I was just forwarded the latest from The Guardian.
End of life care at home, without specialist palliative hospice care?
I watched my mother dying at home, in hospital and for 17 days in hospice. Fortunately I was asked hospice in hospice or at home and I opted for in hospice. I had a safeguarding complaint in there! Mum left in room with catheter removed to see if she needed one, when it was known by a year’s experience that she did. Also, pain meds causing hallucinations. I knew calling nurses to come to home urgently would be futile.
Now am I to understand people will be sent home to die and us carers will be told how to administer medication - a skilled nursing speciality?
Age UK CEO has spoken out! I find this disgraceful and disgusting.
We’re often informed on the news how someone passed away comfortably at home surrounded by family. and friends…? That wouldn’t have been mum’s experience, and that was without this crisis!
Please, Carers UK must speak out against this latest imposition! We may have asked whatever next, and now we know- we’re now palliative care and pharmacy technicians?
Not to mention our own mental and physical health. Doubt if we were consulted whilst this new guidance was being drafted!

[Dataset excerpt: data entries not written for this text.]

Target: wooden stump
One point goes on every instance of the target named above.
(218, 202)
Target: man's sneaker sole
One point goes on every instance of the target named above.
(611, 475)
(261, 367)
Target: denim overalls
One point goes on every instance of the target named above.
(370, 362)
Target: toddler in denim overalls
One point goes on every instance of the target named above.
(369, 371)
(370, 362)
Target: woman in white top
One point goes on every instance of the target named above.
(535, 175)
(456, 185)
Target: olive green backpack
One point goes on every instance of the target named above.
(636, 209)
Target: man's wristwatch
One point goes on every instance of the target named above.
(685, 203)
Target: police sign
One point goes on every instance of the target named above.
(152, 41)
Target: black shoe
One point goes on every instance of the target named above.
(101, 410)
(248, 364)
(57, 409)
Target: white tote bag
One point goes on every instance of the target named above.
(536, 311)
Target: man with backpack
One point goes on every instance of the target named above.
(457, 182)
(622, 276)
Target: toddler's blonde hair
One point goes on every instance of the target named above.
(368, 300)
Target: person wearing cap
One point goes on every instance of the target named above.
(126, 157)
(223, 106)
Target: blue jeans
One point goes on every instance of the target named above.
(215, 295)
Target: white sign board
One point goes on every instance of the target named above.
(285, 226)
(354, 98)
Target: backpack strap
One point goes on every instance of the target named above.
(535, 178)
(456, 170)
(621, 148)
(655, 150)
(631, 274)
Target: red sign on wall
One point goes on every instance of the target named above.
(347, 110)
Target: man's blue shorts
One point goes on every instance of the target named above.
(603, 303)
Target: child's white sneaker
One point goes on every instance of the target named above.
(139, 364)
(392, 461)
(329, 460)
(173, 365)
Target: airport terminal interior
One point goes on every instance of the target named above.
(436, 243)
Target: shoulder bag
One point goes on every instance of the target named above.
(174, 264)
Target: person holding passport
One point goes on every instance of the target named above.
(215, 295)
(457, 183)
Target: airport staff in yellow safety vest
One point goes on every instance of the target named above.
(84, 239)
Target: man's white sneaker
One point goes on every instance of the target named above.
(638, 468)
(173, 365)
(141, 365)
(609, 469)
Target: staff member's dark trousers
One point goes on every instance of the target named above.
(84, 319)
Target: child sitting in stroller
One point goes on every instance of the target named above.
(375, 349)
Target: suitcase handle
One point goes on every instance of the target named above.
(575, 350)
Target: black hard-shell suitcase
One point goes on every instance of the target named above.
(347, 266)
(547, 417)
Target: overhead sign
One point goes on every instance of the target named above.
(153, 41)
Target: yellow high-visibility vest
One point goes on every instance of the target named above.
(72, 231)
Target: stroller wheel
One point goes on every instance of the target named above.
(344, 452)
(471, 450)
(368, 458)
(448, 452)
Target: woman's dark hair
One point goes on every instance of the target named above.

Just read this report, Rosemary and it is very frightening and has the potential to affect many of our carers. Giving end of life care is a very skilled process (and even the professionals can find it difficult as you and your Mum found out) To deliver this care whilst also in a highly emotional state is too much to ask. We saw on the TV trainee mental health workers practising how to put in cannulas in the classroom, but family carers are supposed to do this without any practice into a dying relatives hand?
I’ve just read The Guardian article but I don’t read it as a “fait accompli” -
Dr Richard Vautrey, the GP committee chair at the British Medical Association, said families had not previously been asked to take on end-of-life care. “But as we have seen across the health and care system, processes are having to change and adapt in the face of what is an unprecedented situation,” he said.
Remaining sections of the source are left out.